The children were tugging at him and questioning him in Italian, and he was laughing and answering them as fast as he could. Bless their little hearts, she could see they were hanging on his every word.
He was the centre of their world, and they’d missed him, and she’d kept him away from them all these hours when they must have been desperate to have him back. She felt another shaft of guilt, but Carlotta was leading the way through the big double doors, and she looked away from the children and gasped softly.
They were in a cloistered courtyard, with a broad covered walkway surrounding the open central area that must cast a welcome shade in the heat of the day, but now in the evening it was softly lit and she could see more of the huge pots of olive trees set on the old stone paving in the centre, and on the low wall that divided the courtyard from the cloistered walkway geraniums tumbled over the edge, bringing colour and scent to the evening air.
But that wasn’t what had caught her attention. It was the frescoed walls, the ancient faded murals under the shelter of the cloisters that took her breath away.
He didn’t pause, though, or give her time to take in the beautiful paintings, but carried her through one of the several doors set in the walls, then along a short hallway and into a bedroom.
He set her gently on the bed, and she felt oddly bereft as he straightened up and moved away.

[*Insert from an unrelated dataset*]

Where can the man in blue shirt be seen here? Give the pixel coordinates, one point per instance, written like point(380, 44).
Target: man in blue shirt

‘I’ll be in the kitchen with the children. Carlotta will tell me when you’re ready and I’ll come and get you.’
‘Thank you.’
He smiled fleetingly and went out, the children’s clamouring voices receding as he walked away, and Carlotta closed the door.
‘Your bath,’ she said, pushing open another door, and she saw a room lined with pale travertine marble, the white suite simple and yet luxurious. And the bath—she could stick her bandaged leg up on the side and just wallow. Pure luxury.

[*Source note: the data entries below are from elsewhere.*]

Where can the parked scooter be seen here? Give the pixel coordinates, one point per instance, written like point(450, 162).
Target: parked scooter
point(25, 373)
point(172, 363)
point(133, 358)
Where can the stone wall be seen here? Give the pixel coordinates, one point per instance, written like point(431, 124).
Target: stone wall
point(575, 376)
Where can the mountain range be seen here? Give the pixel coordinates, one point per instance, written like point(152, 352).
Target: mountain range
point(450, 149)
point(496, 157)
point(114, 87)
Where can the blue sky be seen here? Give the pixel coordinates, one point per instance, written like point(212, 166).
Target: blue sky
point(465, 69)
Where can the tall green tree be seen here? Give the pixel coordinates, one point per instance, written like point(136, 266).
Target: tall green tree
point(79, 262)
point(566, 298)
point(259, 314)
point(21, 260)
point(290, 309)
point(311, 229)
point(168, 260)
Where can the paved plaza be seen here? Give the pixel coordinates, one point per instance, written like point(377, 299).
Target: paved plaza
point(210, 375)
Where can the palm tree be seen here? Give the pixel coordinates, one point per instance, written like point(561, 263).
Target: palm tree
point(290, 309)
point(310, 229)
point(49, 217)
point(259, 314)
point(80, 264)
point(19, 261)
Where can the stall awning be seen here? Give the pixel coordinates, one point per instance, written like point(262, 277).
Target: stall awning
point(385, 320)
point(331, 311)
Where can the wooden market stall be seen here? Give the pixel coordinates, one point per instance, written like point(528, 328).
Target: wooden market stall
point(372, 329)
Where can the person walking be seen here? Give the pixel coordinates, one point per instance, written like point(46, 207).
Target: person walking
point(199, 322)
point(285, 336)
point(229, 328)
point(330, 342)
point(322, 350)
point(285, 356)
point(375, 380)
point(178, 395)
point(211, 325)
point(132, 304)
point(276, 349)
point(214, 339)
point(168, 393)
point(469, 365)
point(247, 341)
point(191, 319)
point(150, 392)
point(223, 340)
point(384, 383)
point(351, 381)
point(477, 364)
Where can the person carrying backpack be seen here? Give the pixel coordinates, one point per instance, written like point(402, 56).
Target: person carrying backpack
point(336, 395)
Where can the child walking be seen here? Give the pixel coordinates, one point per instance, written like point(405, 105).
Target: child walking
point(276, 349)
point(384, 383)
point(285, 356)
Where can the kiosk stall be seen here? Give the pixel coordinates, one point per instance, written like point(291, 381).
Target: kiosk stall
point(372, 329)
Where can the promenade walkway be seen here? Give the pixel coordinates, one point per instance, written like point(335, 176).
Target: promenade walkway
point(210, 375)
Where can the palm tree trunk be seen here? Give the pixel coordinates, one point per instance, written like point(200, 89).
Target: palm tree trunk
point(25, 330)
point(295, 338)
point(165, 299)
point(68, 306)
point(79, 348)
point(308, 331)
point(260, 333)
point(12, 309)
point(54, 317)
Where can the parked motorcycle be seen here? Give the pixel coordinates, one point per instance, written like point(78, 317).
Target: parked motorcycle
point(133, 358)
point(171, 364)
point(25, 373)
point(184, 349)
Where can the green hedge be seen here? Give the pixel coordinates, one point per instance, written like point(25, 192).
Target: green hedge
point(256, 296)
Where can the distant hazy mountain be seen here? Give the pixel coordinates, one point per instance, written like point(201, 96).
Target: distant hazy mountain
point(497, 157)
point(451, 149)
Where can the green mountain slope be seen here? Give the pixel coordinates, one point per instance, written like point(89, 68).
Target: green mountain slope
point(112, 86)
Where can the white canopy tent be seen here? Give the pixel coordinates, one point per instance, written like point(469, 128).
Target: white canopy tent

‘Thank you.’ She couldn’t wait. All she wanted was to get out of the dress and into water. But the zip …
‘I help you,’ Carlotta said, and as the zip slid down, she was freed from the scratchy fabric at last. A bit too freed. She clutched at the top as it threatened to drift away and smiled at Carlotta.

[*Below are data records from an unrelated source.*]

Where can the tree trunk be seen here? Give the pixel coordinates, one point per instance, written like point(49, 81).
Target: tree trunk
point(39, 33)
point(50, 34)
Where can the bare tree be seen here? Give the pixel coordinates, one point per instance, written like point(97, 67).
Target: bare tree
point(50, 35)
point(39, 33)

‘I can manage now,’ she said, and Carlotta nodded.
‘I get your bag.’
She went out, and Lydia closed the bedroom door behind her, leaning back against it and looking around again.
It was much simpler than the imposing and impressive entrance, she saw with relief. Against expectations it wasn’t vast, but it was pristine, the bed made up with sparkling white linen, the rug on the floor soft underfoot, and the view from the French window would be amazing in daylight.
She limped gingerly over to the window and stared out, pressing her face against the glass. The doors opened onto what looked like a terrace, and beyond—gosh, the view must be utterly breathtaking, she imagined, because even at dusk it was extraordinary, the twinkling lights of villages and scattered houses sparkling in the twilight.
Moving away from the window, she glanced around her, taking in her surroundings in more detail. The floor was tiled, the ceiling beamed, with chestnut perhaps? Probably, with terracotta tiles between the beams. Sturdy, simple and homely—which was crazy, considering the scale of the place and the grandeur of the entrance! But it seemed more like a farm now, curiously, less of a fortress, and much less threatening.
And that established, she let go of the awful dress, kicked it away from her legs, bundled it up in a ball and hopped into the bathroom.
The water was calling her. Studying the architecture could wait.